Corpus import

    In this tutorial, you will learn how to import images and metadata in Arkindex.

    Corpus description🔗

    As an example, you will import the Pellet dataset from the Europeana 1914-1918 collection.

    The corpus contains 471 scanned documents related to Casimir Marius PELLET, a French soldier during World War I.

    The documents are written in French and include various content types, such as campaign diaries, photographs, and postcards. Each document has been transcribed by volunteers and includes descriptive metadata. We have selected this corpus as it covers a large variety of document, while still being relatively small to avoid complexity due to large annotation and training needs.

    Documents from the Pellet corpus
    Documents from the Pellet corpus

    Of course you may import your own data directly in Arkindex, using file uploads. Arkindex supports images, PDFs, METS, ALTO, ZIP archive compatible with Transkribus, ...

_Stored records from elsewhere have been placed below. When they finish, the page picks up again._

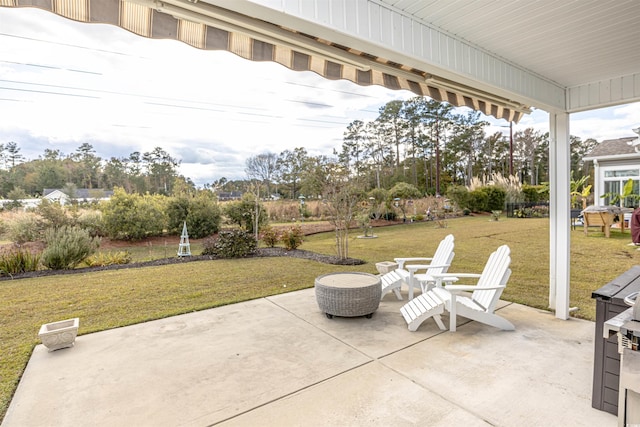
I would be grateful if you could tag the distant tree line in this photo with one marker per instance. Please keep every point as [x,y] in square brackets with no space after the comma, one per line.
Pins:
[419,141]
[153,172]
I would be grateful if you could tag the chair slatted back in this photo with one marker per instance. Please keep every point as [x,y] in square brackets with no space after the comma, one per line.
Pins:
[443,256]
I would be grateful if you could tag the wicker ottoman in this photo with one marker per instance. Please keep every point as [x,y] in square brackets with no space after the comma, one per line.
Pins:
[348,294]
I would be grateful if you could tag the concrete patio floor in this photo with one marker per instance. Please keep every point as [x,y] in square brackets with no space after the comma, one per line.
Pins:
[280,361]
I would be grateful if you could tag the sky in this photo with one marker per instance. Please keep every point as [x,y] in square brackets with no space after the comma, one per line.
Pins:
[64,83]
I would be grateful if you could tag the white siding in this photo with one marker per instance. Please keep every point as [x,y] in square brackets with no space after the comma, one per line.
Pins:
[403,39]
[604,93]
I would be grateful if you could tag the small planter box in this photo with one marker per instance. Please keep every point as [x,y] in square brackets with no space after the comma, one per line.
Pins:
[60,334]
[386,266]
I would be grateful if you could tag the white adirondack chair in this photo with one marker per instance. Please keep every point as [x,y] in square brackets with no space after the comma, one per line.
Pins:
[479,306]
[409,275]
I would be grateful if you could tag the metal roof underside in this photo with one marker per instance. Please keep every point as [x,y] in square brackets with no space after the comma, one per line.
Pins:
[494,56]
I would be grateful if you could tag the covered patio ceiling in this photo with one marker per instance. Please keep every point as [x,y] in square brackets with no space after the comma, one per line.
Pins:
[498,57]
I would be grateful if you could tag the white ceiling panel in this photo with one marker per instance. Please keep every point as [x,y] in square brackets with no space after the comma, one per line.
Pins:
[568,42]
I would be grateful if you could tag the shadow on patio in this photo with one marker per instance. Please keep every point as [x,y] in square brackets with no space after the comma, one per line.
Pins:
[280,361]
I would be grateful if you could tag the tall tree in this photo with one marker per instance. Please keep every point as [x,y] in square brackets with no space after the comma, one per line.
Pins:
[352,154]
[526,143]
[262,167]
[161,170]
[13,154]
[393,126]
[88,165]
[291,169]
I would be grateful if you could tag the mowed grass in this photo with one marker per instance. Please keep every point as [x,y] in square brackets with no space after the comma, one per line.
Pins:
[109,299]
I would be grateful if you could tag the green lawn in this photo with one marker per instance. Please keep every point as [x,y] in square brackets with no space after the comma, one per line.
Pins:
[110,299]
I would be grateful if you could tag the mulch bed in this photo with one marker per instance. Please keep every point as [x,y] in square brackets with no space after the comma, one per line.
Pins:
[308,229]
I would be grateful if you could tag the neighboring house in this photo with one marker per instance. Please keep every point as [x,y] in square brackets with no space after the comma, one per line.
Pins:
[615,161]
[55,196]
[229,195]
[82,194]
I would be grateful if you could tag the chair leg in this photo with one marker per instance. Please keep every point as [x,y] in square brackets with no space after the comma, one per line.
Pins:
[421,308]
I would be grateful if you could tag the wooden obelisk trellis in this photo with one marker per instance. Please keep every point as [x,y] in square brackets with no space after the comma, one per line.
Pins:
[184,249]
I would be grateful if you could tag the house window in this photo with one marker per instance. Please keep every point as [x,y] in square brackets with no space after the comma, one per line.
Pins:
[614,181]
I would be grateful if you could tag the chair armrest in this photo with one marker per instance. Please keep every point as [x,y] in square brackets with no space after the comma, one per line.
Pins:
[450,277]
[415,267]
[402,261]
[469,288]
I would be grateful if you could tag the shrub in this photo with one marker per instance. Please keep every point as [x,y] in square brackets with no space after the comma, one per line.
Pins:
[389,216]
[459,195]
[133,217]
[535,193]
[102,259]
[52,214]
[243,213]
[204,217]
[231,244]
[478,201]
[201,213]
[91,220]
[270,236]
[18,260]
[67,247]
[495,197]
[292,238]
[24,228]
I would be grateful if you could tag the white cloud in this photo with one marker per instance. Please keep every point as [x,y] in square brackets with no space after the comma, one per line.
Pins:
[63,83]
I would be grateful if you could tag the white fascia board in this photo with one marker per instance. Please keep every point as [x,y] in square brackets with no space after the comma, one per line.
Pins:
[613,157]
[372,27]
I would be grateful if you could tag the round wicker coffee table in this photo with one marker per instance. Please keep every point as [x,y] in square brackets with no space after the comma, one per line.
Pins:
[348,294]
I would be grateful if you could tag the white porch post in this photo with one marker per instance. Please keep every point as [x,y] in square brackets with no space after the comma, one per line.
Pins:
[559,213]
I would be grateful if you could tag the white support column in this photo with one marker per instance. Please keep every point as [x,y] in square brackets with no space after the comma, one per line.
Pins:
[559,213]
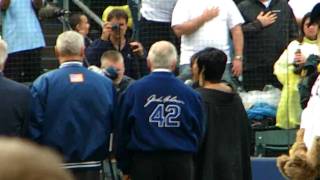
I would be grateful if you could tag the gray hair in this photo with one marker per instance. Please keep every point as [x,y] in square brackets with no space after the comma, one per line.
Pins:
[162,54]
[3,51]
[69,43]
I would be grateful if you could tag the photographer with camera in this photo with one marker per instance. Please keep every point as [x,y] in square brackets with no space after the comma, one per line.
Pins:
[113,38]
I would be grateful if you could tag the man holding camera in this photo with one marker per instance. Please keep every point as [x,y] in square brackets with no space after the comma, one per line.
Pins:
[113,38]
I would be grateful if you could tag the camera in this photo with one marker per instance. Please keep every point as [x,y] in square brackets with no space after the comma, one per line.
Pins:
[115,27]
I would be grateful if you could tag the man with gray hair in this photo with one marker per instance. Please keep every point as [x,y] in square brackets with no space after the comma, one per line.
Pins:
[72,106]
[15,106]
[160,122]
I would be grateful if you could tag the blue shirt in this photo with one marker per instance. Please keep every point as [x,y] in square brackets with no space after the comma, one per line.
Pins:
[20,27]
[72,112]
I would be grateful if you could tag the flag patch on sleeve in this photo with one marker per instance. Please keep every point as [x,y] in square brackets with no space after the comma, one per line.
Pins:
[76,78]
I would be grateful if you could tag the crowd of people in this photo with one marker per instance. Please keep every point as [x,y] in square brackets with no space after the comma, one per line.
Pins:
[130,94]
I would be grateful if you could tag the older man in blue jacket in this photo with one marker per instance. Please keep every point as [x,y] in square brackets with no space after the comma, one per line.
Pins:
[72,106]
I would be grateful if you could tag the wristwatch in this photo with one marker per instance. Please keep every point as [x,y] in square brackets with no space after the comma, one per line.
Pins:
[240,58]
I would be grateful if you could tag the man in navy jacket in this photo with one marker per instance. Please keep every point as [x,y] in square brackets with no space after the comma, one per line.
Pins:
[72,106]
[160,122]
[15,105]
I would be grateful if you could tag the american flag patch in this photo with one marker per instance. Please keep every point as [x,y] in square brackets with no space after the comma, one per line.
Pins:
[76,78]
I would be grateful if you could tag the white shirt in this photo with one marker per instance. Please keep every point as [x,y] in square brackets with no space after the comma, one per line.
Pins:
[214,33]
[157,10]
[302,7]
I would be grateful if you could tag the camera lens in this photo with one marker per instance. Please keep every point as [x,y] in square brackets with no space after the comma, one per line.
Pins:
[115,27]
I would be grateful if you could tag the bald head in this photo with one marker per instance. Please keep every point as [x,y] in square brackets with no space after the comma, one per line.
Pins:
[70,45]
[3,52]
[162,54]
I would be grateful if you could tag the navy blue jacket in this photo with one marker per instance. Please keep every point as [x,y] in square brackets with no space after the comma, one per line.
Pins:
[158,113]
[72,112]
[15,107]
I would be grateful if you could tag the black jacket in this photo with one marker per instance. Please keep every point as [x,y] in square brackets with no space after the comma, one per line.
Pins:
[225,151]
[263,46]
[15,107]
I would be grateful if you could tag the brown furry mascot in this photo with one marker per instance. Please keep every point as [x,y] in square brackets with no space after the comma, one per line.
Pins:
[301,164]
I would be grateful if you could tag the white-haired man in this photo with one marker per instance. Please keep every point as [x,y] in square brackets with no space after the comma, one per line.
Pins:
[72,106]
[160,122]
[15,104]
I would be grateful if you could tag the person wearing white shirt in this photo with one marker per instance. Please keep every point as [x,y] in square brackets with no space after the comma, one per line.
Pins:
[300,8]
[209,23]
[155,22]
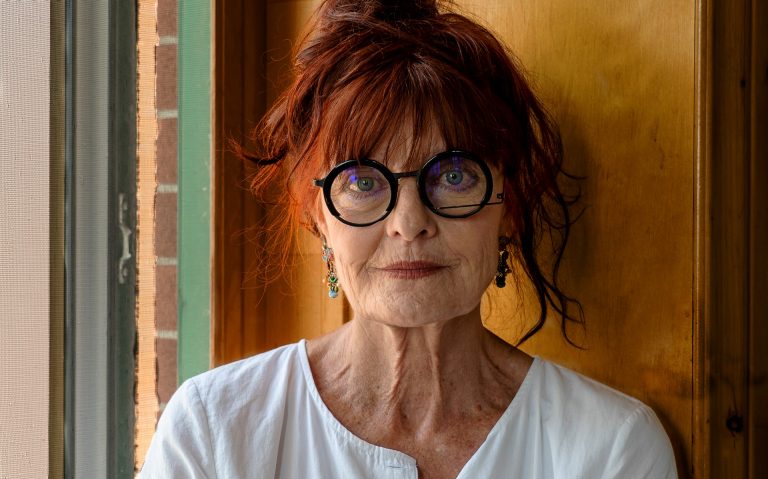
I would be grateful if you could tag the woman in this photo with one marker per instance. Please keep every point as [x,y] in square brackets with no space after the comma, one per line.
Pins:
[412,146]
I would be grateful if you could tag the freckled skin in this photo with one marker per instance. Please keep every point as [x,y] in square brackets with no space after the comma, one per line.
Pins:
[415,370]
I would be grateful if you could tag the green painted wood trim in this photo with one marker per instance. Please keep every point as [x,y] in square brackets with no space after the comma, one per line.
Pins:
[194,202]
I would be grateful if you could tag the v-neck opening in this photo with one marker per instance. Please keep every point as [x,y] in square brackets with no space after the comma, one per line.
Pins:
[401,458]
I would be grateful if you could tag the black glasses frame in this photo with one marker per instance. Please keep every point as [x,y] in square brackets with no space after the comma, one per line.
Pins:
[393,180]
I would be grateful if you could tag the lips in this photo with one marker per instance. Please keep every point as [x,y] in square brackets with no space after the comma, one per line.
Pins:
[412,269]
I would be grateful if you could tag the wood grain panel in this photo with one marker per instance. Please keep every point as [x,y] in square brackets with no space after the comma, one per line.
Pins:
[618,77]
[757,416]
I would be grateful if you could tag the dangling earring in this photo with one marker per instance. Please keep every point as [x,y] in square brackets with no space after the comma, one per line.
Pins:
[503,268]
[331,279]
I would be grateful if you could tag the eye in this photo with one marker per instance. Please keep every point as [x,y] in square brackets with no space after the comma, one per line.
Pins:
[364,183]
[454,177]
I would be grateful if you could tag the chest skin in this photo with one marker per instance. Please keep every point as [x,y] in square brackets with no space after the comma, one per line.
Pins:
[441,440]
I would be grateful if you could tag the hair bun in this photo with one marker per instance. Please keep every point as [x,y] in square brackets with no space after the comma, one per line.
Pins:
[383,10]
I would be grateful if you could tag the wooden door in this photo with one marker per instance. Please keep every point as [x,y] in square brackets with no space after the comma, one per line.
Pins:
[662,107]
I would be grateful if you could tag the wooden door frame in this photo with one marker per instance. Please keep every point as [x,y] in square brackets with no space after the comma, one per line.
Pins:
[731,224]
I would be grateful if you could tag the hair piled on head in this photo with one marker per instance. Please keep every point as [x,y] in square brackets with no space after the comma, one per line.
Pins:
[366,69]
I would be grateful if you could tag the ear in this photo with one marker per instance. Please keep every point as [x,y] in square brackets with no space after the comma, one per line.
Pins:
[317,212]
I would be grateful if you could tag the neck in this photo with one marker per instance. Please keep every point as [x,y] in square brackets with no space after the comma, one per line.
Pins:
[418,378]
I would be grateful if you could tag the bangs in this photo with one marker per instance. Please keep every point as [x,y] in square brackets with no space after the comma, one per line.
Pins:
[411,107]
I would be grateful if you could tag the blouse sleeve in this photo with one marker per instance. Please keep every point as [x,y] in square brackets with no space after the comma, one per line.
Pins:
[642,449]
[181,446]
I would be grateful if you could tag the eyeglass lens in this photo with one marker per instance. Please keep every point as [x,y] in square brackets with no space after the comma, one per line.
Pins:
[455,186]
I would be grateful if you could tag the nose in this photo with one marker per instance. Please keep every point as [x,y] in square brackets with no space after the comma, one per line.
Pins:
[411,219]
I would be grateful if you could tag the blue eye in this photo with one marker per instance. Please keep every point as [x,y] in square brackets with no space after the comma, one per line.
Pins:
[454,177]
[364,184]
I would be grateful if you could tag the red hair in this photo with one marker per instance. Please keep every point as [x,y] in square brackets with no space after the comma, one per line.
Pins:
[367,68]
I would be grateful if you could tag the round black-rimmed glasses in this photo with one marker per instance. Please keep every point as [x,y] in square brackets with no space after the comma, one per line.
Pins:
[452,184]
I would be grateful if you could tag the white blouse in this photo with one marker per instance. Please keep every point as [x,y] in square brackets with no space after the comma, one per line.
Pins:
[262,417]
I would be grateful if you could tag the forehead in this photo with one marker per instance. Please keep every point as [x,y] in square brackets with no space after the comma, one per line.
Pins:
[409,147]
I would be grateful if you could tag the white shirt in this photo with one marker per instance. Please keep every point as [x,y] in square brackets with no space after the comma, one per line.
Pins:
[262,417]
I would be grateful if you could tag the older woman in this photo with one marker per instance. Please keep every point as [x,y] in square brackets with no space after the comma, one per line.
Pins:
[412,146]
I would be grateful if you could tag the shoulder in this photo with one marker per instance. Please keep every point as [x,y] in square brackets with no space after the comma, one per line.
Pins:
[201,432]
[251,378]
[565,390]
[608,432]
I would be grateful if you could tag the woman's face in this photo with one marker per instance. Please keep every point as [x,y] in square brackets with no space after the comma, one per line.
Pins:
[414,267]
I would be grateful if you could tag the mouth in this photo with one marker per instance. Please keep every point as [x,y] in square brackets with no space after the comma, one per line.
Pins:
[412,269]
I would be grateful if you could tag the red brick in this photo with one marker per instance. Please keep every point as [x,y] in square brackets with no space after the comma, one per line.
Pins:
[166,18]
[167,148]
[165,299]
[166,77]
[165,225]
[166,368]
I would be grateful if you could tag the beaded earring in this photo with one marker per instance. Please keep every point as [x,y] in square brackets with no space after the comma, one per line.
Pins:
[331,279]
[503,268]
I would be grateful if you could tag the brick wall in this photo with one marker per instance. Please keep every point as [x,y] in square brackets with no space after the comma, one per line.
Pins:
[166,200]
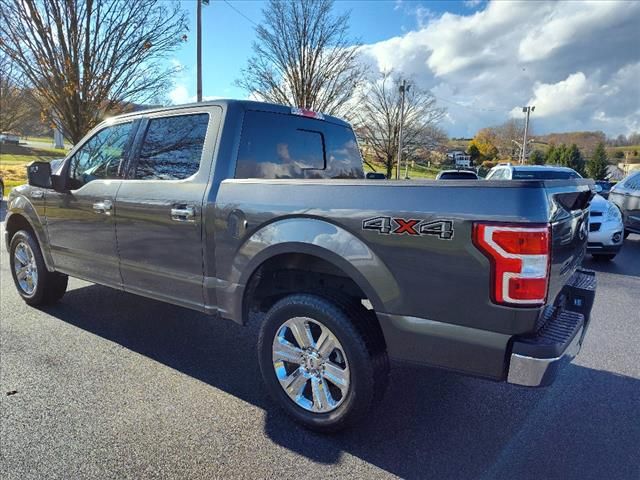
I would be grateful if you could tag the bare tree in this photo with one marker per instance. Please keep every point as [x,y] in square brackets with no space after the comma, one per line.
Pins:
[15,102]
[303,57]
[84,58]
[377,121]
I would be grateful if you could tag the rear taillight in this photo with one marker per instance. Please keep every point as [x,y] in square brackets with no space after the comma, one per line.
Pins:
[519,261]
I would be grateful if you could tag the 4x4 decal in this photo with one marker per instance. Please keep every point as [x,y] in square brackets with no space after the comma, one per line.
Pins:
[443,229]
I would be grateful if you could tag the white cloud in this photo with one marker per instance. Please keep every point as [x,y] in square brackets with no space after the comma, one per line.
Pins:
[179,95]
[554,98]
[578,62]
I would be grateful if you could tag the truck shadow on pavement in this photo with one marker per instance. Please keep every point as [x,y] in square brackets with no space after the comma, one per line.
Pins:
[430,424]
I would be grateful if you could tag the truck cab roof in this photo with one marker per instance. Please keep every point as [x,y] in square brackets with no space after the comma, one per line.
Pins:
[228,104]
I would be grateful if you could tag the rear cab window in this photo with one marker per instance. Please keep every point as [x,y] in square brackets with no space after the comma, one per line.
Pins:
[172,147]
[543,174]
[276,145]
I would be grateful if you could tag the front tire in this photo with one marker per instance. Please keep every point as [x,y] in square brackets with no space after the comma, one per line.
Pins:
[35,284]
[322,360]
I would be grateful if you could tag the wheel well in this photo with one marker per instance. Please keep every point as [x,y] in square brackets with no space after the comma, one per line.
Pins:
[15,223]
[290,273]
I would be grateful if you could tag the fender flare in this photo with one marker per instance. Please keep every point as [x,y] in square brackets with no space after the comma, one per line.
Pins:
[20,206]
[318,238]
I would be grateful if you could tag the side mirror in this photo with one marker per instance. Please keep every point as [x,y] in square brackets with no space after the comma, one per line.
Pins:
[376,176]
[39,174]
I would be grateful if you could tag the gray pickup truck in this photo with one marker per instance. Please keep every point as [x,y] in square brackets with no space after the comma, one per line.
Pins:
[233,208]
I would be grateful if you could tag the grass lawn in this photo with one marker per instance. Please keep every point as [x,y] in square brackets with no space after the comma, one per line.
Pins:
[14,160]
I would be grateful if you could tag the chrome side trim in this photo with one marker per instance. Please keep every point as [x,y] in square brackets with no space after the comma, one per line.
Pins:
[537,372]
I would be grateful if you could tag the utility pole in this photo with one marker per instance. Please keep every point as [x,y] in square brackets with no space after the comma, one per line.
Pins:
[199,49]
[526,110]
[403,89]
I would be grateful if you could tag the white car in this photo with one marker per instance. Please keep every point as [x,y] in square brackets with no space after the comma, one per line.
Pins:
[605,229]
[6,137]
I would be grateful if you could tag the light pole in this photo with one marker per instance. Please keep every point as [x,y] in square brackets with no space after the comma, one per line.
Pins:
[199,47]
[403,89]
[528,111]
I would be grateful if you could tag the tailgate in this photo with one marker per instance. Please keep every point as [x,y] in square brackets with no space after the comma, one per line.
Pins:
[569,217]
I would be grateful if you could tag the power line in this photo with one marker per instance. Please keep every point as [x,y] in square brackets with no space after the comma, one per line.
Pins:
[240,13]
[480,109]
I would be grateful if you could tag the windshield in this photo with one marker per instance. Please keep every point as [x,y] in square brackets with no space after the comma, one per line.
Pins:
[543,174]
[458,176]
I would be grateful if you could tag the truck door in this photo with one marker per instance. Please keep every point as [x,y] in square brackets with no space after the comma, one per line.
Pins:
[159,205]
[81,221]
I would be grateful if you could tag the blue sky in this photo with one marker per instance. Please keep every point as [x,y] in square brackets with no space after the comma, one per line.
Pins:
[483,60]
[228,36]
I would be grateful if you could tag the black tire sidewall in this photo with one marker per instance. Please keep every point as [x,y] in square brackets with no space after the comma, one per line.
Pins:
[37,296]
[361,386]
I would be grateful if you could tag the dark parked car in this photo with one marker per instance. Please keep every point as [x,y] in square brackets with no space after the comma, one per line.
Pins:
[626,195]
[604,187]
[233,207]
[457,175]
[605,222]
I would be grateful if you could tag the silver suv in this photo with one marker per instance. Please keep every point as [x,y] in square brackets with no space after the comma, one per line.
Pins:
[626,196]
[506,171]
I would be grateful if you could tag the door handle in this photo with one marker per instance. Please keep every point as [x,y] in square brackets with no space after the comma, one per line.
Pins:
[183,214]
[103,207]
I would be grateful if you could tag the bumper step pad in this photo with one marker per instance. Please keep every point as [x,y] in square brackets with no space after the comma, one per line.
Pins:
[535,360]
[553,338]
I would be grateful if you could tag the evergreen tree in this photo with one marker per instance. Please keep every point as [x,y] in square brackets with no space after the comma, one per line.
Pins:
[474,153]
[572,157]
[597,165]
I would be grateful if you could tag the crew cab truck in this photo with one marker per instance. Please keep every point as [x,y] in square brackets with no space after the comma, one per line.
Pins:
[235,207]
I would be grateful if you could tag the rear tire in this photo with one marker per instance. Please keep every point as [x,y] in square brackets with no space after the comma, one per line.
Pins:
[35,284]
[357,363]
[604,256]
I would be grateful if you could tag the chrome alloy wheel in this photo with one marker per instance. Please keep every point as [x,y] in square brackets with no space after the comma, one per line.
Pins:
[311,365]
[25,268]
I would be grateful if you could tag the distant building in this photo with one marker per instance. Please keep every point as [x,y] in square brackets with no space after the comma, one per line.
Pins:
[614,174]
[459,158]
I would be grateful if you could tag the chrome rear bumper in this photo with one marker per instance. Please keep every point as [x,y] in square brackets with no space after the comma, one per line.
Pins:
[538,372]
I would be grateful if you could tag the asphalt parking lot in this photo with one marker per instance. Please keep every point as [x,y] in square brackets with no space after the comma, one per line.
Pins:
[109,385]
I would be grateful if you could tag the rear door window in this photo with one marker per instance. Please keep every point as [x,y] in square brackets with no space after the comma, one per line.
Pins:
[172,147]
[276,145]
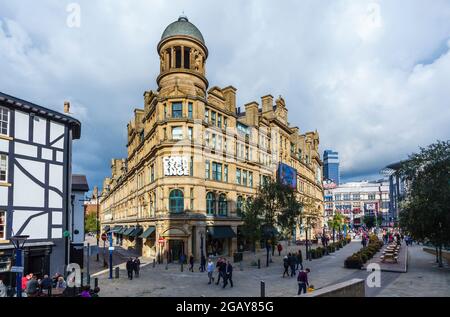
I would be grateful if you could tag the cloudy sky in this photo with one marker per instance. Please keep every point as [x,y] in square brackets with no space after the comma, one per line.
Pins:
[373,77]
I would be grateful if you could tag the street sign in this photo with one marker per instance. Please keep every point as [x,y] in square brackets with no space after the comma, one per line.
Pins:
[17,269]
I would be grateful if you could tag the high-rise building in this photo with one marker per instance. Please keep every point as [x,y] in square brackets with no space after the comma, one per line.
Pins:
[331,166]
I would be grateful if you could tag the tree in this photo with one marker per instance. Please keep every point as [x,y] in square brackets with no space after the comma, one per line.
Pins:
[90,224]
[336,223]
[425,214]
[251,216]
[275,205]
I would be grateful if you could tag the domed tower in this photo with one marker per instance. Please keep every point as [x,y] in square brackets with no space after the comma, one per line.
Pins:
[183,54]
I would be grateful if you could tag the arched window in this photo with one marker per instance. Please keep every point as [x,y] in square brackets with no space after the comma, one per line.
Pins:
[176,201]
[223,205]
[239,205]
[210,203]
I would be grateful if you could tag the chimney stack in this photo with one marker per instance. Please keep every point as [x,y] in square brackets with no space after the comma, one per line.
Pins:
[66,107]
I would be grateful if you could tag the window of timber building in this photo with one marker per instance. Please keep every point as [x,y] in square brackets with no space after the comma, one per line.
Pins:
[176,201]
[223,205]
[210,203]
[4,120]
[177,110]
[3,168]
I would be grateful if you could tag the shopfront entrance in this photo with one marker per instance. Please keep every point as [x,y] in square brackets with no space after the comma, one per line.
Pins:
[176,249]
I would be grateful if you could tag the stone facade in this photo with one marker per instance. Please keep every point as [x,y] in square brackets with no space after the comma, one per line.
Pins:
[194,158]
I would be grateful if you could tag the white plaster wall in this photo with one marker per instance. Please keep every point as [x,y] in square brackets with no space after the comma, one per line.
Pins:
[56,218]
[39,130]
[26,192]
[54,200]
[37,169]
[78,217]
[4,145]
[37,228]
[22,126]
[47,154]
[4,196]
[25,149]
[56,176]
[59,156]
[56,130]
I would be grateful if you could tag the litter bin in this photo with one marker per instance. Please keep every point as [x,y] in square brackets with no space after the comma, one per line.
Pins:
[237,257]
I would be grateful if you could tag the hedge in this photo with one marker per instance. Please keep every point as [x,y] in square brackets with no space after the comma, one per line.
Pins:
[357,260]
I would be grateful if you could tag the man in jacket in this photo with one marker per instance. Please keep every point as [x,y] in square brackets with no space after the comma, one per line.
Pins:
[302,280]
[130,268]
[228,274]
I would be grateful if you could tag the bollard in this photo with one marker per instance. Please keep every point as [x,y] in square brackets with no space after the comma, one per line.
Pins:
[263,289]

    Create a project in Arkindex🔗

    Information

    This section expects you to have an Arkindex account. Learn how to register here.

    Log in to Arkindex by entering your email and password.

    On the front page, you will find an empty corpus entitled My Project. We will publish the data from Europeana in this corpus. Alternatively, you can create a new project by clicking on the New Project button at the top right of the page. Note that this corpus is personal and can only be accessed by you.

    To edit your project name and and description:

    • Click on My Project
    Select your project
    Select your project
    • Go on your project information page
    Go to your project information page
    Go to your project information page
    • Edit your project's name and description and click on Update
      • Name: Europeana | Pellet
      • Description: Corpus from [Europeana](https://europeana.transcribathon.eu/documents/story/?story=121795)
    Edit your project's name and description
    Edit your project's name and description

    Import data to Arkindex🔗

    Two steps are required to import the corpus in Arkindex:

    1. Extract the data from Europeana (images, transcriptions and metadata)
    2. Publish it to your Arkindex project
    Information

    You will need Python 3.10 and a shell environment (we recommend Ubuntu or Mac OS X)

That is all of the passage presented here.